2.2. Matéria de Direito
(i) Objecto do recurso: questões a decidir.
A sentença recorrida considerou que o acto impugnado violava o art. 17º, n.º 2 do Dec. Lei 445/91, considerando ainda que os demais vícios que lhe eram imputados se não verificavam: violação do art. 63º, 1, d) do Dec. Lei 445/91, de 20/4 e do princípio da boa fé. Por acórdão deste Supremo Tribunal Administrativo, anteriormente proferido nos autos foi decidido que se não verificava o vício de falta de fundamentação.
Para chegar à conclusão sobre a verificação do aludido vício, a sentença recorrida ponderou o seguinte:
- por acórdão deste STA, de 30-6-98, que transitou em julgado, entendeu-se que não se formara indeferimento tácito relativamente ao pedido de licenciamento formulado em 31-1-97, fundamentalmente por não ter havido promoção da consulta obrigatória ao Parque Natural Sintra Cascais;
- o interessado veio, em 3-8-1998, requerer a passagem da promoção das consultas devidas e em 17-9-1998 a consulta do Parque natural Sintra - Cascais, fazendo uso do art. 61º-A do Dec. Lei 445/91.
-“Tendo sido promovida a consulta do PNSC em 17-9-1998,- diz a sentença recorrida - por conjugação do n.º 5 e do n.º 7, do art. 35º (que prevêm o prazo de 15 dias para a pronúncia da entidade consultada e a não recepção de parecer dentro desse prazo se entende por parecer favorável, por aplicação do n.º 6, do art. 17º e da alínea b) do n.º 2, do art. 20º) considera-se ter sido ultrapassado o prazo para a edilidade deliberar sobre o pedido de licenciamento, nos termos do acto ora impugnado, datado de 10-8-1999.
A este entendimento não obsta o facto de o Recorrente já anteriormente ter sido notificado das propostas de indeferimento da pretensão edificativa, nem a prática do primeiro acto de indeferimento, datado de 8-10-1998, já que o mesmo foi revogado pela entidade recorrida, através da prática do acto ora sob recurso, com isso, desaparecendo da ordem jurídica.
Também não releva para este efeito o teor do parecer técnico, datado de 29-4-1999, quanto o de, nos termos do ofício do PNSC n.º 243, de 25-2-1999 a Comissão Directiva do PNSC ter deliberado atribuir à CMC a apreciação dos projectos de construção situados em área de ambiente urbano – qualificado, que prevejam até dois pisos e assim, se ter entendido não haver necessidade de se efectuar a consulta ao PNSC.
Pelo que, concluindo, se considera ter ocorrido a violação do art. 17º, n,. 2 do Dec.
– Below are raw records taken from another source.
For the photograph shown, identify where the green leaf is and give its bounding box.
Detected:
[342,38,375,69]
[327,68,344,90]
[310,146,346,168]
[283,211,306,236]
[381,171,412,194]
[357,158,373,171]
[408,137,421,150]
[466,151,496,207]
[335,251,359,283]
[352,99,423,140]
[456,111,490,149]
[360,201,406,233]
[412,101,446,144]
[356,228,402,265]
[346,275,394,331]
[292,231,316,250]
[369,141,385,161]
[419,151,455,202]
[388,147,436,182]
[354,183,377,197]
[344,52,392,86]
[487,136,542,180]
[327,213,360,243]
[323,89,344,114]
Lei 445/91” – fls. 398.
A Câmara Municipal de Sintra insurge-se contra a sentença por entender que, no caso em apreço, a consulta ao Parque não era obrigatória, não havendo assim qualquer omissão nessa consulta. Assenta este argumento no ofício n.º 243 de 25-5-1999, do PNSC, deliberando atribuir à CMS a apreciação dos projectos de arquitectura situados em área de ambiente urbano qualificado até dois pisos, como era o caso dos autos.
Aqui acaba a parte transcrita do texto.